As you mention, determining that need must include consideration of other streams of income.
The game of maximizing total benefits received in a lifetime or worrying about the crossover point makes no sense.
I agree with you and the author that the decision about when to start SS “should reflect the need for the income and nothing else” and “that need must include consideration of other steams of income” (pensions, rental income, annuities etc.). But in addition to “streams of income” I think in many cases it makes sense to cash in some of your savings if you need the money to fund your living expenses during the 62–70-year-old period so that you can delay taking SS. In effect you would be trading some of your investments for a larger, inflation-protected payment for life.
Many people feel that way and that may be the correct approach, but I still have reservations. What is the cost of depleting retirement funds before necessary, What are the lost earnings on those funds if they had not been touched? What is the risk of not reaching age 70 or much longer? Would it be better to take SS at FRA and if the funds are not needed invest them thereby accumulated a pool of money until the SS payments are used and still have the investments and earnings?
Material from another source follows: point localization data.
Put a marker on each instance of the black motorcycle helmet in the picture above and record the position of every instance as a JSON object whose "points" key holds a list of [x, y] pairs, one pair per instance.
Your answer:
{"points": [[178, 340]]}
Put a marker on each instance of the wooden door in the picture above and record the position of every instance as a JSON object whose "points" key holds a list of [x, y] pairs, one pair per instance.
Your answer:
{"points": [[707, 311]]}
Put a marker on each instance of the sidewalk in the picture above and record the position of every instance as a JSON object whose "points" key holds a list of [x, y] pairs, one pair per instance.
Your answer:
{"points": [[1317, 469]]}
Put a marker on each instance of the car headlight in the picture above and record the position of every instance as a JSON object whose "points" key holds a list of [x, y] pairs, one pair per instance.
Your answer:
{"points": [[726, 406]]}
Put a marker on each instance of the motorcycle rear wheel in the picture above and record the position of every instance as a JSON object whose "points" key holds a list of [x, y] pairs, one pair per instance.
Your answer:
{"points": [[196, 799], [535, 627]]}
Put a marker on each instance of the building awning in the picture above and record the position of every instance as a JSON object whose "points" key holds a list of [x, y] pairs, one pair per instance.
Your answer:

I don’t claim to have the answers, but I kind of like the bird in the hand approach.
To me, it goes back to the idea of thinking of SS as insurance, specifically longevity insurance, rather than thinking of it as an investment. I am “buying” (by using up some of my savings) insurance to help me insure against the possibility of outliving my financial resources. Sure, I might die at age 69 before I receive any SS payments. This would make it a bad investment for my heirs (I spent my own money to delay SS and got nothing for it), but that does not necessarily a bad decision for me. I may live until 100 (fingers crossed), and if I do, I will receive the larger SS payments for 30 years. You could of course take the money you use to delay SS and instead invest it. But I think you would have to take a lot of investment risk and have a lot of luck to create a guaranteed income stream for 25 or 30 years (if it turns out you live that long) that would equal the benefits of delaying SS until age 70.
Great article and seems a sane way to approach this important decision. It is a formula for insanity trying to optimize. I must admit I am concerned about means testing, additional ss taxes etc so i applied in the middle 64. Love the checks, I invest some I treasuries and never looked back.